PhD candidate, History, Northwestern University
Cohort Seven Fellow
Associate Professor, Department of History, Northwestern University
Assistant Professor, Department of Human Development and Social Policy, Northwestern University
Areas of Expertise
Child Welfare and Foster Care Systems, Early Childhood Education and Initiatives, Economic Supports for Families, Families and Family Systems, Home Visiting and Maltreatment Prevention, Infants and Toddlers, Low-Income Families and Individuals, Racial/Ethnic Minorities, Archival Research
Michelle Bezark is a doctoral student in the department of history at Northwestern University. She studies the history of child welfare policy in the United States under the guidance of Dr. Susan Pearson. Her dissertation examines the Sheppard-Towner Act of 1921, the nation’s first federal legislation to promote child welfare. Her broader historical interests include the history of childhood, public health, and state-building. Ms. Bezark has received multiple grants to support her research in archives across the country. She holds an M.A. in history from Sonoma State University and a B.A. from the University of Vermont.
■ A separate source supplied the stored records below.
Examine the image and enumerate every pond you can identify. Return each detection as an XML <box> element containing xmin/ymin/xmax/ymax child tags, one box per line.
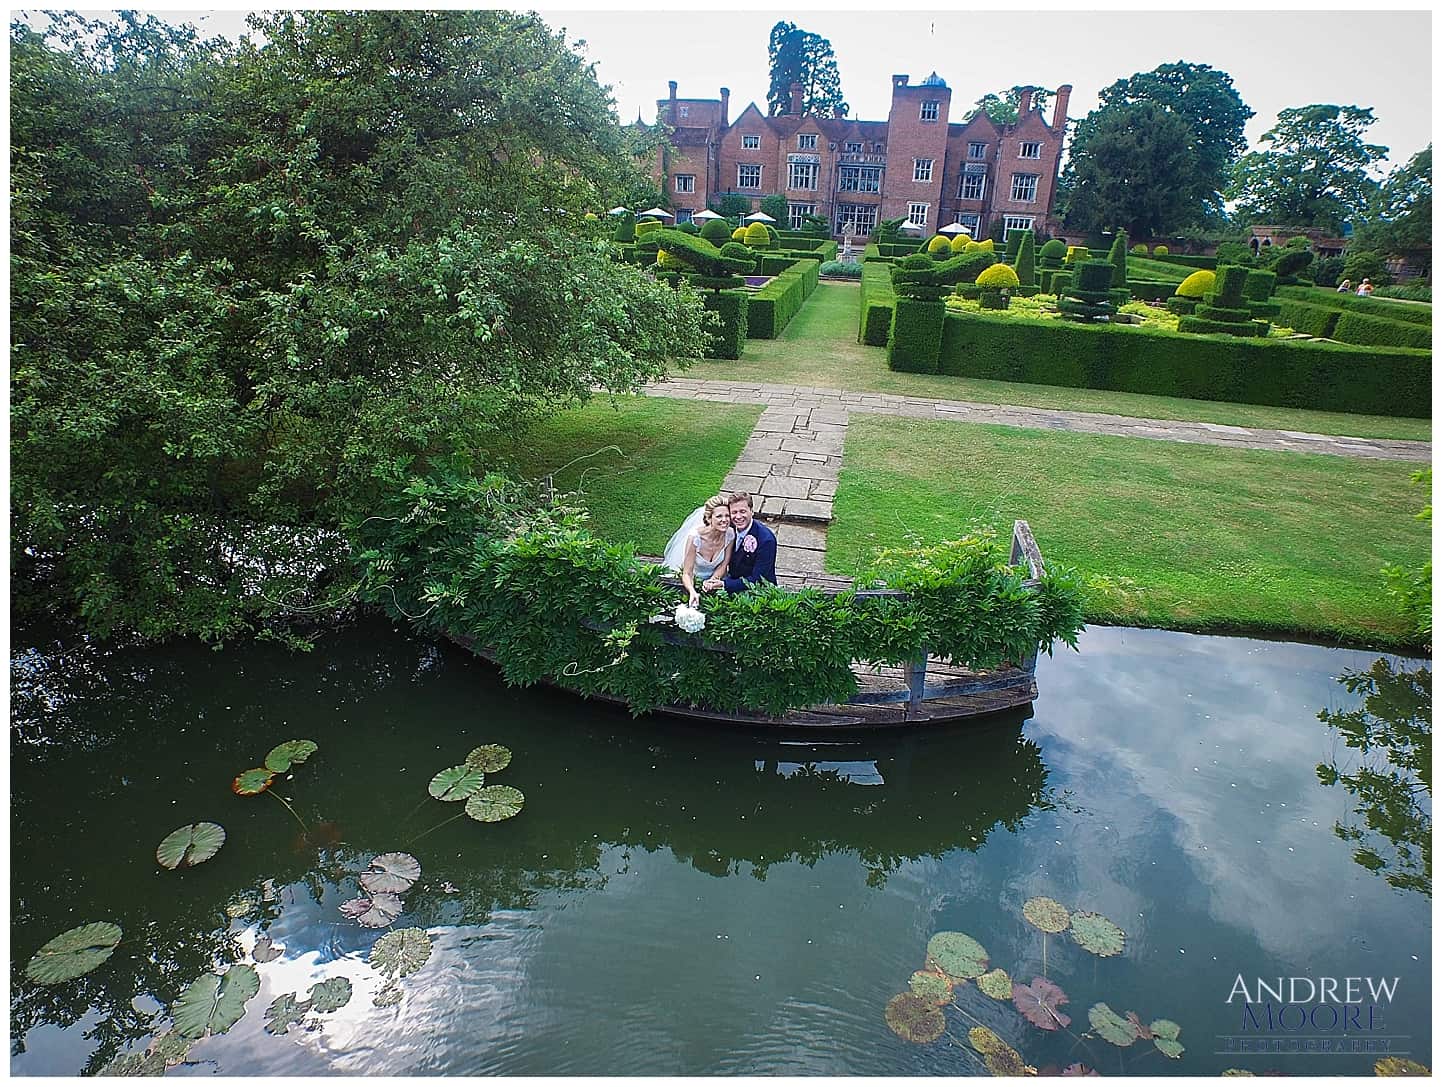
<box><xmin>10</xmin><ymin>620</ymin><xmax>1431</xmax><ymax>1076</ymax></box>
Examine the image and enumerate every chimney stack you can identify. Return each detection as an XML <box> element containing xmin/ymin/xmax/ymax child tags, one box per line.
<box><xmin>668</xmin><ymin>80</ymin><xmax>678</xmax><ymax>124</ymax></box>
<box><xmin>790</xmin><ymin>82</ymin><xmax>804</xmax><ymax>115</ymax></box>
<box><xmin>1018</xmin><ymin>87</ymin><xmax>1033</xmax><ymax>116</ymax></box>
<box><xmin>892</xmin><ymin>74</ymin><xmax>909</xmax><ymax>89</ymax></box>
<box><xmin>1051</xmin><ymin>84</ymin><xmax>1072</xmax><ymax>132</ymax></box>
<box><xmin>720</xmin><ymin>86</ymin><xmax>730</xmax><ymax>128</ymax></box>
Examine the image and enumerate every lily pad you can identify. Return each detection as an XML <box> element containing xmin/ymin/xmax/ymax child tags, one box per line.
<box><xmin>263</xmin><ymin>992</ymin><xmax>310</xmax><ymax>1035</ymax></box>
<box><xmin>1022</xmin><ymin>896</ymin><xmax>1071</xmax><ymax>934</ymax></box>
<box><xmin>908</xmin><ymin>970</ymin><xmax>953</xmax><ymax>1005</ymax></box>
<box><xmin>369</xmin><ymin>927</ymin><xmax>433</xmax><ymax>979</ymax></box>
<box><xmin>1012</xmin><ymin>976</ymin><xmax>1071</xmax><ymax>1031</ymax></box>
<box><xmin>1375</xmin><ymin>1058</ymin><xmax>1430</xmax><ymax>1076</ymax></box>
<box><xmin>372</xmin><ymin>983</ymin><xmax>403</xmax><ymax>1008</ymax></box>
<box><xmin>264</xmin><ymin>739</ymin><xmax>318</xmax><ymax>773</ymax></box>
<box><xmin>968</xmin><ymin>1026</ymin><xmax>1028</xmax><ymax>1076</ymax></box>
<box><xmin>465</xmin><ymin>744</ymin><xmax>512</xmax><ymax>773</ymax></box>
<box><xmin>173</xmin><ymin>963</ymin><xmax>260</xmax><ymax>1040</ymax></box>
<box><xmin>307</xmin><ymin>977</ymin><xmax>353</xmax><ymax>1013</ymax></box>
<box><xmin>925</xmin><ymin>931</ymin><xmax>988</xmax><ymax>979</ymax></box>
<box><xmin>1070</xmin><ymin>911</ymin><xmax>1126</xmax><ymax>957</ymax></box>
<box><xmin>24</xmin><ymin>921</ymin><xmax>123</xmax><ymax>985</ymax></box>
<box><xmin>428</xmin><ymin>765</ymin><xmax>485</xmax><ymax>802</ymax></box>
<box><xmin>1127</xmin><ymin>1011</ymin><xmax>1154</xmax><ymax>1040</ymax></box>
<box><xmin>252</xmin><ymin>934</ymin><xmax>283</xmax><ymax>963</ymax></box>
<box><xmin>156</xmin><ymin>822</ymin><xmax>227</xmax><ymax>870</ymax></box>
<box><xmin>464</xmin><ymin>784</ymin><xmax>525</xmax><ymax>823</ymax></box>
<box><xmin>360</xmin><ymin>852</ymin><xmax>422</xmax><ymax>896</ymax></box>
<box><xmin>1150</xmin><ymin>1018</ymin><xmax>1181</xmax><ymax>1041</ymax></box>
<box><xmin>884</xmin><ymin>992</ymin><xmax>945</xmax><ymax>1044</ymax></box>
<box><xmin>977</xmin><ymin>968</ymin><xmax>1014</xmax><ymax>1000</ymax></box>
<box><xmin>232</xmin><ymin>768</ymin><xmax>275</xmax><ymax>796</ymax></box>
<box><xmin>1088</xmin><ymin>1002</ymin><xmax>1140</xmax><ymax>1047</ymax></box>
<box><xmin>1155</xmin><ymin>1037</ymin><xmax>1185</xmax><ymax>1059</ymax></box>
<box><xmin>339</xmin><ymin>893</ymin><xmax>404</xmax><ymax>929</ymax></box>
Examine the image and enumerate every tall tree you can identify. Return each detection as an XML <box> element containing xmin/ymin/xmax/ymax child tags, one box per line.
<box><xmin>1064</xmin><ymin>62</ymin><xmax>1252</xmax><ymax>229</ymax></box>
<box><xmin>766</xmin><ymin>21</ymin><xmax>848</xmax><ymax>117</ymax></box>
<box><xmin>1059</xmin><ymin>102</ymin><xmax>1199</xmax><ymax>238</ymax></box>
<box><xmin>1227</xmin><ymin>104</ymin><xmax>1387</xmax><ymax>235</ymax></box>
<box><xmin>1352</xmin><ymin>144</ymin><xmax>1431</xmax><ymax>255</ymax></box>
<box><xmin>963</xmin><ymin>86</ymin><xmax>1052</xmax><ymax>125</ymax></box>
<box><xmin>11</xmin><ymin>11</ymin><xmax>709</xmax><ymax>642</ymax></box>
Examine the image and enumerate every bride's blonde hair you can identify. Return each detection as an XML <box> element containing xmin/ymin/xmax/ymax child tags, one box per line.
<box><xmin>702</xmin><ymin>494</ymin><xmax>730</xmax><ymax>523</ymax></box>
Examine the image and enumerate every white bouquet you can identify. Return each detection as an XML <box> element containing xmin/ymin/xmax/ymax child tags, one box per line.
<box><xmin>673</xmin><ymin>603</ymin><xmax>706</xmax><ymax>634</ymax></box>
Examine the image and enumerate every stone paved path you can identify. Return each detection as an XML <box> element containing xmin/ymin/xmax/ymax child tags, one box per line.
<box><xmin>648</xmin><ymin>377</ymin><xmax>1431</xmax><ymax>463</ymax></box>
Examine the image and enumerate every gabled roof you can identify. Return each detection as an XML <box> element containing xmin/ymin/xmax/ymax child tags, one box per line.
<box><xmin>1003</xmin><ymin>107</ymin><xmax>1055</xmax><ymax>137</ymax></box>
<box><xmin>949</xmin><ymin>110</ymin><xmax>1001</xmax><ymax>139</ymax></box>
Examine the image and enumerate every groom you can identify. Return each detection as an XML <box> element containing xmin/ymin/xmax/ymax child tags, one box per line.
<box><xmin>707</xmin><ymin>490</ymin><xmax>777</xmax><ymax>594</ymax></box>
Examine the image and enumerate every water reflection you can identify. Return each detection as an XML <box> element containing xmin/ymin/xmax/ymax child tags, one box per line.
<box><xmin>1316</xmin><ymin>659</ymin><xmax>1432</xmax><ymax>897</ymax></box>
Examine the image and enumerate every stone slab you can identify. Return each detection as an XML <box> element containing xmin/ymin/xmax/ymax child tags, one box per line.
<box><xmin>760</xmin><ymin>476</ymin><xmax>811</xmax><ymax>500</ymax></box>
<box><xmin>786</xmin><ymin>461</ymin><xmax>840</xmax><ymax>481</ymax></box>
<box><xmin>776</xmin><ymin>522</ymin><xmax>828</xmax><ymax>550</ymax></box>
<box><xmin>776</xmin><ymin>544</ymin><xmax>828</xmax><ymax>574</ymax></box>
<box><xmin>785</xmin><ymin>498</ymin><xmax>833</xmax><ymax>522</ymax></box>
<box><xmin>759</xmin><ymin>497</ymin><xmax>787</xmax><ymax>517</ymax></box>
<box><xmin>722</xmin><ymin>475</ymin><xmax>765</xmax><ymax>495</ymax></box>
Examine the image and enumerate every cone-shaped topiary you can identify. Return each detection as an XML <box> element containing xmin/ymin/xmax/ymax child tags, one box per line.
<box><xmin>1039</xmin><ymin>239</ymin><xmax>1068</xmax><ymax>268</ymax></box>
<box><xmin>743</xmin><ymin>222</ymin><xmax>772</xmax><ymax>249</ymax></box>
<box><xmin>927</xmin><ymin>235</ymin><xmax>952</xmax><ymax>255</ymax></box>
<box><xmin>700</xmin><ymin>217</ymin><xmax>733</xmax><ymax>244</ymax></box>
<box><xmin>1107</xmin><ymin>231</ymin><xmax>1129</xmax><ymax>288</ymax></box>
<box><xmin>1015</xmin><ymin>232</ymin><xmax>1037</xmax><ymax>287</ymax></box>
<box><xmin>1175</xmin><ymin>270</ymin><xmax>1216</xmax><ymax>299</ymax></box>
<box><xmin>976</xmin><ymin>263</ymin><xmax>1021</xmax><ymax>289</ymax></box>
<box><xmin>1004</xmin><ymin>229</ymin><xmax>1029</xmax><ymax>263</ymax></box>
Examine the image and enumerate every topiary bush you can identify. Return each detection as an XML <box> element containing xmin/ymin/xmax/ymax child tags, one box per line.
<box><xmin>927</xmin><ymin>235</ymin><xmax>952</xmax><ymax>255</ymax></box>
<box><xmin>819</xmin><ymin>260</ymin><xmax>862</xmax><ymax>278</ymax></box>
<box><xmin>1153</xmin><ymin>245</ymin><xmax>1169</xmax><ymax>256</ymax></box>
<box><xmin>1108</xmin><ymin>230</ymin><xmax>1129</xmax><ymax>289</ymax></box>
<box><xmin>965</xmin><ymin>239</ymin><xmax>995</xmax><ymax>254</ymax></box>
<box><xmin>1039</xmin><ymin>239</ymin><xmax>1068</xmax><ymax>269</ymax></box>
<box><xmin>1057</xmin><ymin>260</ymin><xmax>1117</xmax><ymax>321</ymax></box>
<box><xmin>732</xmin><ymin>226</ymin><xmax>748</xmax><ymax>242</ymax></box>
<box><xmin>700</xmin><ymin>217</ymin><xmax>733</xmax><ymax>244</ymax></box>
<box><xmin>1179</xmin><ymin>264</ymin><xmax>1268</xmax><ymax>337</ymax></box>
<box><xmin>744</xmin><ymin>221</ymin><xmax>772</xmax><ymax>249</ymax></box>
<box><xmin>889</xmin><ymin>297</ymin><xmax>946</xmax><ymax>372</ymax></box>
<box><xmin>703</xmin><ymin>291</ymin><xmax>748</xmax><ymax>359</ymax></box>
<box><xmin>635</xmin><ymin>219</ymin><xmax>662</xmax><ymax>238</ymax></box>
<box><xmin>1004</xmin><ymin>229</ymin><xmax>1029</xmax><ymax>263</ymax></box>
<box><xmin>1269</xmin><ymin>245</ymin><xmax>1315</xmax><ymax>283</ymax></box>
<box><xmin>613</xmin><ymin>212</ymin><xmax>636</xmax><ymax>243</ymax></box>
<box><xmin>1130</xmin><ymin>243</ymin><xmax>1149</xmax><ymax>255</ymax></box>
<box><xmin>1015</xmin><ymin>231</ymin><xmax>1037</xmax><ymax>288</ymax></box>
<box><xmin>949</xmin><ymin>233</ymin><xmax>971</xmax><ymax>254</ymax></box>
<box><xmin>979</xmin><ymin>290</ymin><xmax>1010</xmax><ymax>310</ymax></box>
<box><xmin>976</xmin><ymin>263</ymin><xmax>1021</xmax><ymax>289</ymax></box>
<box><xmin>1175</xmin><ymin>269</ymin><xmax>1216</xmax><ymax>299</ymax></box>
<box><xmin>1065</xmin><ymin>246</ymin><xmax>1090</xmax><ymax>265</ymax></box>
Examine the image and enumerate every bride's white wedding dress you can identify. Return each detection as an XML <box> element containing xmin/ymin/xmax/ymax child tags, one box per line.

The “Better Baby Bill:” The Sheppard-Towner Act and the Origins of State-Sponsored Child Welfare
The 1921 Sheppard-Towner Act, colloquially known as the “Better Baby Bill,” provided federal funding to match state spending on infant and maternal welfare. This was the nation’s first federal social welfare program. It was also the first attempt to incorporate “women’s issues” into the national political dialogue after the Nineteenth Amendment granted women the franchise in 1919. According to the United States Children’s Bureau annual reports, half of all babies born in the United States between 1921 and 1929 benefited in some way from this legislation. My dissertation will trace Sheppard-Towner funds from their origin in the U.S. Children’s Bureau to their terminus in private homes and local community spaces in order to illustrate how this federal funding was used on the ground. The results will illustrate the relationship between federal policy, state bureaus of health, private charitable organizations, and individual families.